The new Republican majority in the House of Representatives has already voted to scrap the entire healthcare law. The Republicans in the Senate tried the same thing, but the Democratic majority prevented that from happening. Obama and the Democrats have said they are willing to take a look at individual sections of the new health care law to see if these can be improved, but they will not touch the whole law as such. For the moment, at least, it seems that the fight over the healthcare law in Congress has reached a stalemate
It is here, where the legislative process seemed to have reached an impasse, that that the focus has turned to the courts. In a series of legal maneuvers opponents of the healthcare law now seek to have it declared unconstitutional.
Twenty six attorney generals – all of them Republicans — are suing the Obama administration. Their goal is for the U.S. Supreme Court to find the new law unconstitutional. In addition, four federal judges in the states of Virginia, Michigan and Florida have expressed their opinion on the healthcare law. Two of them, both Democrats, have said that the law is consistent with the Constitution. The other two, both Republicans, had objections and one said that the entire law is unconstitutional.

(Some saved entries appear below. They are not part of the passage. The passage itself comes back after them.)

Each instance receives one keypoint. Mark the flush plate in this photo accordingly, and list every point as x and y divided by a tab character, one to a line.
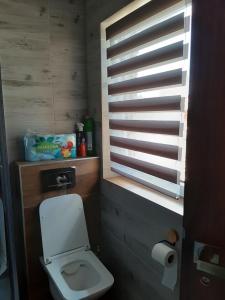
57	179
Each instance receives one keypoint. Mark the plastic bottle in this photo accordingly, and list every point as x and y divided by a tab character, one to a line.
81	144
89	135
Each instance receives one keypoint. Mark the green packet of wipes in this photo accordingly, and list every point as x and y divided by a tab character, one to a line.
49	147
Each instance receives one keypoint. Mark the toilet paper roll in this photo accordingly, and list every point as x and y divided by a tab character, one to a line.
167	257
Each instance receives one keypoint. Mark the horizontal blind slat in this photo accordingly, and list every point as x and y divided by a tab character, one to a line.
166	187
148	104
167	151
158	56
161	127
146	11
143	166
146	82
157	31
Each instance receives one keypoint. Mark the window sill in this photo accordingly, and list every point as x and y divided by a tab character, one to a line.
149	194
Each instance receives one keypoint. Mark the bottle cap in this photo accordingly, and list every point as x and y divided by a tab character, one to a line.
80	126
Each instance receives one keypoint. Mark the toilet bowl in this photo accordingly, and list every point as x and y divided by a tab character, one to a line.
74	271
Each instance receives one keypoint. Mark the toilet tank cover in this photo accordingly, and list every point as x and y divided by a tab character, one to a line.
63	225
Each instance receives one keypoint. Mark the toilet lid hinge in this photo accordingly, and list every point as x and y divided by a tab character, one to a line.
48	261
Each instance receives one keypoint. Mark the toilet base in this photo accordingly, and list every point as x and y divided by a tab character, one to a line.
57	295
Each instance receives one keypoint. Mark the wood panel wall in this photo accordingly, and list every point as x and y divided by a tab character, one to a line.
87	180
42	53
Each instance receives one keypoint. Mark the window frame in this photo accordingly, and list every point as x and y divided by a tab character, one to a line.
107	173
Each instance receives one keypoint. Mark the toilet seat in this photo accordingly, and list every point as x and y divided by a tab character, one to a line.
74	272
54	269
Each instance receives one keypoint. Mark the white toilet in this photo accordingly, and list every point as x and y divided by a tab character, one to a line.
73	269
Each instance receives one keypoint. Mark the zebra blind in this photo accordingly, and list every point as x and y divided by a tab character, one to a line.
147	75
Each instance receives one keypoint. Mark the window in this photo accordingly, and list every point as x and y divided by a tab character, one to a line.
145	50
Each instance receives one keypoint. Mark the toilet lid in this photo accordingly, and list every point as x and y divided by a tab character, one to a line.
63	225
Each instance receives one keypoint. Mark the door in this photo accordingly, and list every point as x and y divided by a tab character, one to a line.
8	272
203	272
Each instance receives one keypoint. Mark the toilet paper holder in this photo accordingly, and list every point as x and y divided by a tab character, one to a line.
204	252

For the opponents, the central argument has focused on the fact that, starting in 2014, everyone must buy health insurance. Congress does not have the power to order such a thing. No one can be forced to do this, they argue. But proponents of the new law say that it is no different from the fact that people have to buy car insurance or home insurance. Congress has this power. Choosing not to participate will make the system unfair and eventually so expensive that nobody will be able to afford insurance.
Much of the present debate is now focused on the date when the healthcare law will reach the Supreme Court. That it will reach the highest court seems a foregone conclusion, although no one knows when that will happen . One year? Two years?
Meanwhile, legal experts on all sides are lining up, pro and con. In recent articles in the New York Times and the New York Review of Books, Harvard law professor, Laurence Tribe, and Georgetown University law professor, David Cole, both regarded as liberals, are surprisingly optimistic about the Supreme Court’s future decision on the healthcare law. Both argue that the law is based on well-established praxis and that there are enough precedents for the Nine on the Court, in spite of their ideological differences, to uphold the healthcare law and thereby declare it consistent with the U.S. Constitution.
We’ll see if they are right when the time comes. If so, it will be a decisive step for America in its gradual transition to a country where everyone has the right to health insurance. If not, it’s back to square one.